Hamlet Protein, presented new findings at the 7th International Conference on Poultry Intestinal Health, that took place in Cartagena de Indias, Colombia.
For the first time ever, a scientific study was done on the effect of antinutritional factors of soybean meal on the intestinal health of starter chicks. The outcome provides relevant insights to poultry nutritionists on the level of stachyose and raffinose they can afford to have in starter diets, Hamlet Protein said.
During the conference, the company presented the results of a scientific study carried out with professors Sam Rochell, Guillermo Tellez, and Dr. Kyle Teague from the Department of Poultry Science of the University of Arkansas (US).

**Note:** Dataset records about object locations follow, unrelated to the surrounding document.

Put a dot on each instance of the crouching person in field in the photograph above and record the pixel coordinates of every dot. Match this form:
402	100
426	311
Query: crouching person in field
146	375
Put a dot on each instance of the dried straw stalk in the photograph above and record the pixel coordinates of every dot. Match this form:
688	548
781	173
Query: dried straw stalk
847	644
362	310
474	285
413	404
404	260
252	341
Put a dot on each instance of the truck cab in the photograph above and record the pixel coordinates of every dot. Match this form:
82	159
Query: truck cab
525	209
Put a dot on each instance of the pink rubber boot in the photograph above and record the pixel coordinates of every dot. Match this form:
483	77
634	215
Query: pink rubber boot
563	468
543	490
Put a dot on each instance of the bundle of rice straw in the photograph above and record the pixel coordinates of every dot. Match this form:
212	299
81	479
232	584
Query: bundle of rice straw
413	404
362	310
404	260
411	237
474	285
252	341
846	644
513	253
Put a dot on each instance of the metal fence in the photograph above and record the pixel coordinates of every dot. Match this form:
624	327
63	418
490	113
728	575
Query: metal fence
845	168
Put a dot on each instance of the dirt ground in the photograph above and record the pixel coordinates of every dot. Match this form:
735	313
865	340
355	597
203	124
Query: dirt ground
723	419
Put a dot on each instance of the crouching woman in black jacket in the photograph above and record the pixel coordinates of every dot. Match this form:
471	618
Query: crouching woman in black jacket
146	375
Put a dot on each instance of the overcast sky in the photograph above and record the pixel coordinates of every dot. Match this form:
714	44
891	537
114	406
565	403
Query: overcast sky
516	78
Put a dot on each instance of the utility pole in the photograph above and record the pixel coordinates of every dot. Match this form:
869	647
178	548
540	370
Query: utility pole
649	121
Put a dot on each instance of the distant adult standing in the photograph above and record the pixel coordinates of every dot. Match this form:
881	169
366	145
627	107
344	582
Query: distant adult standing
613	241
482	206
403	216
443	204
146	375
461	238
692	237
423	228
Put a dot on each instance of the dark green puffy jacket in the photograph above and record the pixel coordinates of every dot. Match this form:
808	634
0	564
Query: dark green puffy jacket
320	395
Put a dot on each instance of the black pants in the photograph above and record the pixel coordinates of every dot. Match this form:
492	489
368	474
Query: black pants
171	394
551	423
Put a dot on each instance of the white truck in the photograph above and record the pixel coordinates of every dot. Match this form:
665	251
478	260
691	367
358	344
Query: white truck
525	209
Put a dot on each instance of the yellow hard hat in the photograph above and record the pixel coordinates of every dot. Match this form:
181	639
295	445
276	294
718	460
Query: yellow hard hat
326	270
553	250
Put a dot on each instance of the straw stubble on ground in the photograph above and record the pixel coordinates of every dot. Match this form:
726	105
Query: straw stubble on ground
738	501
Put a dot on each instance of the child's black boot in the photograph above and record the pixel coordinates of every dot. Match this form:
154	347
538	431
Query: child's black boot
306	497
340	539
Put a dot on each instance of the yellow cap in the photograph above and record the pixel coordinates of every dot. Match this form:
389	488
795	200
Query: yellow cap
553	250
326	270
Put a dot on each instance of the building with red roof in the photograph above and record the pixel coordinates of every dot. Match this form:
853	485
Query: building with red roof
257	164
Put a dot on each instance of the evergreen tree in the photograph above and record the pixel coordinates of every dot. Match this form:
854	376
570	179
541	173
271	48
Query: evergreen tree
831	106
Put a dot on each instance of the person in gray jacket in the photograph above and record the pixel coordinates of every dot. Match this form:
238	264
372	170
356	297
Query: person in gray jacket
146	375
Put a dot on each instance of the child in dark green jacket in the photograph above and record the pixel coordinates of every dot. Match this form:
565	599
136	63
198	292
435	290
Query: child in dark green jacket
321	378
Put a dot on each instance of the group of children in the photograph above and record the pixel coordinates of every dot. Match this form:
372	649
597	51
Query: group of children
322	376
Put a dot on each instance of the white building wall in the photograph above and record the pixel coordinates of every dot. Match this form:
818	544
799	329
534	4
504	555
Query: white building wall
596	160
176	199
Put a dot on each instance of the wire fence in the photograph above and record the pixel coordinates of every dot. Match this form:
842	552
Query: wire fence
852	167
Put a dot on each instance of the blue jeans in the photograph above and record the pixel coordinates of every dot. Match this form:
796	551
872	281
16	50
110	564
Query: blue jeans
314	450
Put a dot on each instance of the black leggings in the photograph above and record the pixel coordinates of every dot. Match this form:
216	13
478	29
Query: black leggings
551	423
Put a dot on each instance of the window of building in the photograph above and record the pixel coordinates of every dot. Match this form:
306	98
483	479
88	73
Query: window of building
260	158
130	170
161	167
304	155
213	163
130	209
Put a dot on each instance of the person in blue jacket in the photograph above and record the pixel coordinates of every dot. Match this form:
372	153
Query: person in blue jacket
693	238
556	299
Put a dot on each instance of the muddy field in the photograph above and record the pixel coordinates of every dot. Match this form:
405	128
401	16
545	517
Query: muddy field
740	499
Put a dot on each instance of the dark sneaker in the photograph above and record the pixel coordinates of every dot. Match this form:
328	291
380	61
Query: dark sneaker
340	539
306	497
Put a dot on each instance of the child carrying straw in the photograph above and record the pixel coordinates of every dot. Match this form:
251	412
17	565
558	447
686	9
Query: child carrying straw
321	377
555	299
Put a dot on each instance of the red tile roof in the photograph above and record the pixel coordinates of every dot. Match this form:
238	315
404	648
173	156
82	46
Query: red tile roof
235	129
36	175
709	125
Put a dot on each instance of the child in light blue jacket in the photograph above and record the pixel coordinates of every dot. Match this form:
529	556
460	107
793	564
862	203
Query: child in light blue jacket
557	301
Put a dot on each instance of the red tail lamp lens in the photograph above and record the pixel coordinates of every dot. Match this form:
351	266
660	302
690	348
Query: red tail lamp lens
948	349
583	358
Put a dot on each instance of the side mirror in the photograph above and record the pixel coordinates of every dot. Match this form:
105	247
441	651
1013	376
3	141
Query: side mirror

The scientific trial was set up to demonstrate how soybean stachyose and raffinose harm intestinal health in starter chicks. In addition to the productive performance of the chicks, several intestinal parameters were evaluated, including intestinal permeability, fecal moisture, epithelial morphology and cellular immune response.
The results showed that the level of stachyose and raffinose in the feed of young chicks indeed has an effect on their productive performance and on their intestinal health.
Prof. Tellez said: "New insights were acquired on the linear effect of dietary stachyose and raffinose levels on the ratio of heterophils/lymphocytes in blood, which is a marker of immunological stress in birds. For the first time, the level of these two antinutritional factors in starter chick diets has been shown to have a negative effect on immune stress at the systemic level: the higher the content of stachyose and raffinose in feed, the higher the heterophils / lymphocytes ratio in blood."
Alfred Blanch, category manager (poultry) at Hamlet Protein, said: "The study shows that there is a linear effect on the conversion rate of the chicks: the higher the amount of stachyose and raffinose in the diet, the higher the conversion rate; in other words, (lower) feed efficiency.
"Regarding the live weight of the chicks, we observed that levels below 1.2% of stachyose plus raffinose in feed can have a positive effect, possibly due to a certain prebiotic role of these two compounds. However, when 1.2% of stachyose and raffinose in feed is exceeded, the weight of the chickens does not increase, and feed efficiency significantly worsens."
Hamlet Protein will continue evaluating data from this project, focusing on microbiota and will share further data when they become available.